Hello Hannes!
Thanks for the hint ! I'll check immedeatly.
-  for the stop:
I've seen this in some cases but could imagine it related to large global buffers.
default timeout for docker stop iris is 10 sec  but  docker stop -t 60  iris will give it a minute
the total save approach could be 
docker exec iris iris stop iris quietly      so iris is down
docker stop iris                                          now stop the container

@Alexey Maslov 
Following your suggestion, I investigated public key bases authentication.
And it's of course available (no surprise it's standard Linux)

$ cd /etc/ssh
$ ls -l
total 580
-rw-r--r-- 1 root root 553122 Mar  4  2019 moduli
-rw-r--r-- 1 root root   1580 Mar  4  2019 ssh_config
-rw------- 1 root root    227 Apr 20 20:32 ssh_host_ecdsa_key
-rw-r--r-- 1 root root    179 Apr 20 20:32 ssh_host_ecdsa_key.pub
-rw------- 1 root root    411 Apr 20 20:32 ssh_host_ed25519_key
-rw-r--r-- 1 root root     99 Apr 20 20:32 ssh_host_ed25519_key.pub
-rw------- 1 root root   1679 Apr 20 20:32 ssh_host_rsa_key
-rw-r--r-- 1 root root    399 Apr 20 20:32 ssh_host_rsa_key.pub

Thank you @Luca Ravazzolo It's a great story!
And the CHUI interface is a dead horse. No doubt!
But the need is not an invention but a demand from existing customers that fear
to lose control over their data and operation. Especially if there is nothing
anymore in the basement you can touch.
So I show that is possible. I don't judge if it makes sense. 
Like in real life:
- Some people climb Aiguille de Midi with ropes and hooks
even as there is a cable car to the top installed.
- Others drive SUV and HUMMERs but mostly run the highway
and almost never leave the well-pathed roads. 

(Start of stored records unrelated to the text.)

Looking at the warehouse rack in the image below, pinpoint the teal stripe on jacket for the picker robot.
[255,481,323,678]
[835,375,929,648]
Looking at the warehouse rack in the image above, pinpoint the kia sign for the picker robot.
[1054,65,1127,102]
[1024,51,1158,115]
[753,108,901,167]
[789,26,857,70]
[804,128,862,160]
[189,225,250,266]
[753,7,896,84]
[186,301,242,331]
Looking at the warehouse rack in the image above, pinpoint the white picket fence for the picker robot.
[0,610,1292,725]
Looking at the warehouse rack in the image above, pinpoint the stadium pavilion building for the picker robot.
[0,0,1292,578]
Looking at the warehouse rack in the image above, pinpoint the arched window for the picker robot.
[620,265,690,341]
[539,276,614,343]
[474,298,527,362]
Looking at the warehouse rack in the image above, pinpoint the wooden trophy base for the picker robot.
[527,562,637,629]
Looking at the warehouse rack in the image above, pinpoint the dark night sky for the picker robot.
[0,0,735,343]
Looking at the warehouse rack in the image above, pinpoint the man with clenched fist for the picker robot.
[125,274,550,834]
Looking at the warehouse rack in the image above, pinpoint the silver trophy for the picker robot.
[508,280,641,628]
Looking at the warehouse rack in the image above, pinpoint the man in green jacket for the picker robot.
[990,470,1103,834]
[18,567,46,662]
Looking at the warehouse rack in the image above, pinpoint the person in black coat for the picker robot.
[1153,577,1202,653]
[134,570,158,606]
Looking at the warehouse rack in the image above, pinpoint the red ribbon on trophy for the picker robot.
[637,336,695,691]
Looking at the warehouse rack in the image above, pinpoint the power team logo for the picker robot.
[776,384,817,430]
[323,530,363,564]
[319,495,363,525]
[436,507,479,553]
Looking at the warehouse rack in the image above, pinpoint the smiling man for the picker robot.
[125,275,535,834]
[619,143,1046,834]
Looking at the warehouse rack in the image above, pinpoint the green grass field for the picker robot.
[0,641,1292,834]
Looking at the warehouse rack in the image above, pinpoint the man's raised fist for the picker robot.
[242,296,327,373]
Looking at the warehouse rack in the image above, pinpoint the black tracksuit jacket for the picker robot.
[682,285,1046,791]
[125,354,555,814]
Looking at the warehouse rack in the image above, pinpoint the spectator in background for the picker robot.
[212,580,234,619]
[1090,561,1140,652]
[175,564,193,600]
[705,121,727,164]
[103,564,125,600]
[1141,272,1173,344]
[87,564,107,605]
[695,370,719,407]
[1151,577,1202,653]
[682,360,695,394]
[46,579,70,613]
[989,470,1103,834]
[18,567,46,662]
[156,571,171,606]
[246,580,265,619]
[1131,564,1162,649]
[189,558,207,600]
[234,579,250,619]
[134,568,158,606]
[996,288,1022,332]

It's just required to produce the demo video to demonstrate  full functionality with this setup

I'll definitely try it.

@Alexey Maslov !
You are totally right.
It is not the final solution but the start of a different scenario.
PW was just the most simple approach to begin with.
I was much more puzzled by the fact that sshd only starts from root
and that it does a very detailed check of the access rights on the internal generated keys.
An just found no way to start a service from within IRIS.
Now in the soft version, it is started with docker exec  ... as by README.md and OEX.
and the pw can be provided in a similar way 
 

Thank you for the feedback from this well know environment.!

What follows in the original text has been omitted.